私はエチオピア北部の街メケレ(Maleke)発の現地ツアーに参加しました。1泊2日(宿込み、参拝料込み、水・食事なし)で一人参加なら300ドル、2人参加なら計400ドルでした。
運行会社はアクスム(Aksum)のツアー会社だったので、アクスム(アフリカホテルの中にある代理店)で申し込めば割引交渉も可能かもしれません。
■コースはメケレ発の場合(アクスム発なら逆回り)
1日目 Makeleメケレ(地図の赤色部分)発、Howzenハウゼン(黄色)近郊の岩窟教会Abune Yamata等を見て、Howzen町中で宿泊。
2日目 DebreDamoデブレダモ教会(緑色)、Yehaイェハ寺院群(エメラルド色)経由Aksumアクスム(青色)着。
アブネ・ヤマタ教会
photo by KM777
メケレを出発したツアー車は、よく整備された道を快調に進みます。

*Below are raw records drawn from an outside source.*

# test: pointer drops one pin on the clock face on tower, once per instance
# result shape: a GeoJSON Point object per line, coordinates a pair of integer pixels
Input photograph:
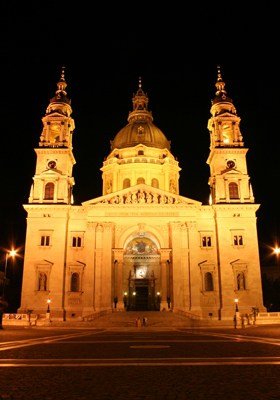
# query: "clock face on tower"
{"type": "Point", "coordinates": [51, 164]}
{"type": "Point", "coordinates": [230, 164]}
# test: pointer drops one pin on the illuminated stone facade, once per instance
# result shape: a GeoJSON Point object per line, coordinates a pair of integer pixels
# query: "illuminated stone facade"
{"type": "Point", "coordinates": [141, 245]}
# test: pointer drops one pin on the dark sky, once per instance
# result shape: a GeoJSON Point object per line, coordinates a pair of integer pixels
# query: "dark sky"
{"type": "Point", "coordinates": [176, 51]}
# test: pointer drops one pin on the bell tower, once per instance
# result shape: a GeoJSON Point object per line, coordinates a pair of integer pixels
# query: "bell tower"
{"type": "Point", "coordinates": [53, 181]}
{"type": "Point", "coordinates": [229, 180]}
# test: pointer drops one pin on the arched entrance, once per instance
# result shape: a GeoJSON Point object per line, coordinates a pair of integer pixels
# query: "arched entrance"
{"type": "Point", "coordinates": [142, 271]}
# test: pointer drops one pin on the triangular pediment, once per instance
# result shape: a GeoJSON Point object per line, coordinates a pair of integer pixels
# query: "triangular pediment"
{"type": "Point", "coordinates": [141, 194]}
{"type": "Point", "coordinates": [231, 172]}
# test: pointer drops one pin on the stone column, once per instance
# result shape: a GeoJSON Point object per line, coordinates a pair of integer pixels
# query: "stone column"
{"type": "Point", "coordinates": [118, 276]}
{"type": "Point", "coordinates": [165, 282]}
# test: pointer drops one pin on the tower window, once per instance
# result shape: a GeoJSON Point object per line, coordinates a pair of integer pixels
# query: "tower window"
{"type": "Point", "coordinates": [233, 190]}
{"type": "Point", "coordinates": [75, 282]}
{"type": "Point", "coordinates": [237, 240]}
{"type": "Point", "coordinates": [126, 183]}
{"type": "Point", "coordinates": [140, 180]}
{"type": "Point", "coordinates": [45, 240]}
{"type": "Point", "coordinates": [49, 191]}
{"type": "Point", "coordinates": [155, 183]}
{"type": "Point", "coordinates": [76, 241]}
{"type": "Point", "coordinates": [206, 241]}
{"type": "Point", "coordinates": [42, 281]}
{"type": "Point", "coordinates": [208, 282]}
{"type": "Point", "coordinates": [240, 281]}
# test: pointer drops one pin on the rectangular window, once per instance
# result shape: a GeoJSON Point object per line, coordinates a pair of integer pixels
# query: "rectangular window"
{"type": "Point", "coordinates": [76, 241]}
{"type": "Point", "coordinates": [45, 240]}
{"type": "Point", "coordinates": [206, 241]}
{"type": "Point", "coordinates": [237, 238]}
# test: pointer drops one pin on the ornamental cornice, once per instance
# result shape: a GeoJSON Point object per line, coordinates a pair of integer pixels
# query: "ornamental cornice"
{"type": "Point", "coordinates": [141, 195]}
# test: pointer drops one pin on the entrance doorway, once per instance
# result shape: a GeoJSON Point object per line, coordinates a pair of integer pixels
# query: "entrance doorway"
{"type": "Point", "coordinates": [142, 295]}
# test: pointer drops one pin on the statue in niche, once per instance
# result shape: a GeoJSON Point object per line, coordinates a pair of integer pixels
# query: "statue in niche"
{"type": "Point", "coordinates": [148, 198]}
{"type": "Point", "coordinates": [128, 198]}
{"type": "Point", "coordinates": [109, 186]}
{"type": "Point", "coordinates": [141, 196]}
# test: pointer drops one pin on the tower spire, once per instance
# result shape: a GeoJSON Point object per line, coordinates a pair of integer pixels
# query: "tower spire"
{"type": "Point", "coordinates": [140, 102]}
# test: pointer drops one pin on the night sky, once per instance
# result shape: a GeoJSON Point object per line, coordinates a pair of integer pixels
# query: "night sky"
{"type": "Point", "coordinates": [105, 51]}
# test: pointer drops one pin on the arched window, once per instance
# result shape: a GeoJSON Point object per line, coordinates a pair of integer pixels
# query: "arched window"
{"type": "Point", "coordinates": [126, 183]}
{"type": "Point", "coordinates": [208, 282]}
{"type": "Point", "coordinates": [233, 190]}
{"type": "Point", "coordinates": [241, 281]}
{"type": "Point", "coordinates": [155, 183]}
{"type": "Point", "coordinates": [42, 283]}
{"type": "Point", "coordinates": [49, 191]}
{"type": "Point", "coordinates": [140, 180]}
{"type": "Point", "coordinates": [75, 282]}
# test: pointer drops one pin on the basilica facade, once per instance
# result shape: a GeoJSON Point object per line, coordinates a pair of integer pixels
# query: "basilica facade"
{"type": "Point", "coordinates": [141, 245]}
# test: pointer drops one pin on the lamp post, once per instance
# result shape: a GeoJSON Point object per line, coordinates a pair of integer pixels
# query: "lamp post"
{"type": "Point", "coordinates": [236, 313]}
{"type": "Point", "coordinates": [10, 253]}
{"type": "Point", "coordinates": [48, 308]}
{"type": "Point", "coordinates": [276, 251]}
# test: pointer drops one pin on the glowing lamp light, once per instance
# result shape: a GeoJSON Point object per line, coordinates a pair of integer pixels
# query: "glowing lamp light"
{"type": "Point", "coordinates": [236, 304]}
{"type": "Point", "coordinates": [48, 302]}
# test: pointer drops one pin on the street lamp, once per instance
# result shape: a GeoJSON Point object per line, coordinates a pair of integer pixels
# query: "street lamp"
{"type": "Point", "coordinates": [48, 308]}
{"type": "Point", "coordinates": [236, 305]}
{"type": "Point", "coordinates": [10, 253]}
{"type": "Point", "coordinates": [276, 251]}
{"type": "Point", "coordinates": [236, 313]}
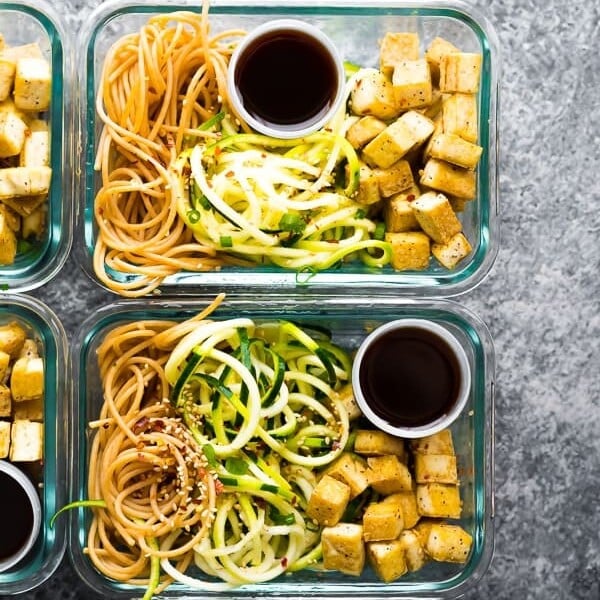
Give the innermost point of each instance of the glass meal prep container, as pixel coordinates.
(348, 321)
(355, 28)
(49, 475)
(40, 257)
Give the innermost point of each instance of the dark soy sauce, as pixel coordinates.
(16, 515)
(286, 77)
(410, 377)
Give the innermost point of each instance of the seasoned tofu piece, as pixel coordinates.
(410, 250)
(27, 379)
(343, 548)
(387, 559)
(448, 543)
(450, 179)
(388, 475)
(377, 443)
(364, 130)
(27, 441)
(374, 95)
(382, 521)
(460, 72)
(412, 84)
(453, 251)
(436, 217)
(395, 48)
(438, 500)
(352, 471)
(33, 84)
(438, 468)
(328, 501)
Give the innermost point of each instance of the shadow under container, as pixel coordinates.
(38, 261)
(348, 321)
(49, 476)
(368, 21)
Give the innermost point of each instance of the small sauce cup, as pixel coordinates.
(286, 79)
(411, 377)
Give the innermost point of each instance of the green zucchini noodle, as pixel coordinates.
(207, 448)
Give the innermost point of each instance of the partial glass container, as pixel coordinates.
(49, 475)
(368, 21)
(349, 320)
(39, 260)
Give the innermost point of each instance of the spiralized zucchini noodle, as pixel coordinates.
(206, 449)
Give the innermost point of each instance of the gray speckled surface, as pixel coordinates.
(541, 302)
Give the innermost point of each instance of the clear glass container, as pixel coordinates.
(349, 320)
(23, 23)
(368, 22)
(50, 476)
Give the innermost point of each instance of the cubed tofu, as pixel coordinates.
(382, 521)
(397, 47)
(453, 251)
(436, 217)
(373, 95)
(12, 338)
(351, 470)
(453, 149)
(398, 138)
(374, 442)
(436, 443)
(460, 72)
(450, 179)
(394, 179)
(459, 116)
(4, 438)
(410, 250)
(33, 84)
(414, 553)
(448, 543)
(387, 559)
(26, 441)
(328, 501)
(388, 475)
(27, 379)
(438, 468)
(12, 134)
(407, 501)
(438, 500)
(364, 130)
(343, 548)
(411, 81)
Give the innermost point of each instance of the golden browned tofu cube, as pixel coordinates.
(460, 72)
(27, 379)
(410, 250)
(328, 501)
(352, 471)
(388, 475)
(394, 179)
(438, 500)
(450, 179)
(412, 84)
(374, 442)
(438, 468)
(364, 130)
(343, 548)
(448, 543)
(387, 559)
(459, 116)
(382, 521)
(436, 217)
(452, 252)
(395, 48)
(407, 501)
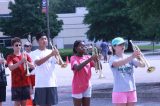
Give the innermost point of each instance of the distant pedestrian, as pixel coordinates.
(28, 50)
(3, 79)
(104, 50)
(20, 82)
(45, 80)
(81, 65)
(124, 89)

石積の家々や家畜をバックに広がる田園風景は素晴らしいです。
もし、エチオピア北部の5大観光地(アジスアベバ・アクスム・ラリベラ・ゴンダール・バハルダール)を飛行機だけで回るなら、このような車移動コースを組み込むとよいかもしれません。
photo by KM777
車で行けるところまで行って、ローカルガイドとともに歩き始めました。大きな木の下で横になっている男(チケット売り)から、入場チケットを買いガイドは言いました。
「あの山の上に教会がある」
少し先に見えるのは、断崖絶壁に近い山です。裏側に続く道でもあるのか、とそう思いながらついていきました。岩場をしばらく上っていくと、杖とサンダルがいくつかおいてあるところがありました。
何だろう、と思っていると、私にサンダルを脱ぐよう言います。傾斜70度くらいの岩肌を上っていくので、素足でないと危ないわけです。
photo by KM777
もうしばらく行くと、5人の地元民が座って休んでいました。見た目60歳近い高齢者もいます。
教会帰りで休んでいるのか、それともそこから先は険しいからここまで上って、あとは折り返す人たちなのかと思いました。
さにあらず。彼らは、参拝者のロッククライミングを助けるヘルパーでした。
手足をひっかけられる穴はあるものの、高さ10m、ほぼ80度くらいの絶壁です。若い修道士風の男は先頭にたって上り始めました。びっくりするほどひょいひょいと上がっていきます。
photo by KM777
私には、ヘルパーが2人つき、上から引っ張り上げたり、手足の置き場を指示します。ヘルメットも命綱もないのがびっくりでしたが、何とか壁を上り切りました。
ヘルプが指さすところを見ると、洞窟の中に骸骨が…転落事故死なのかここで生を全うした人の遺骨なのか、それを聞く余裕はありませんでした。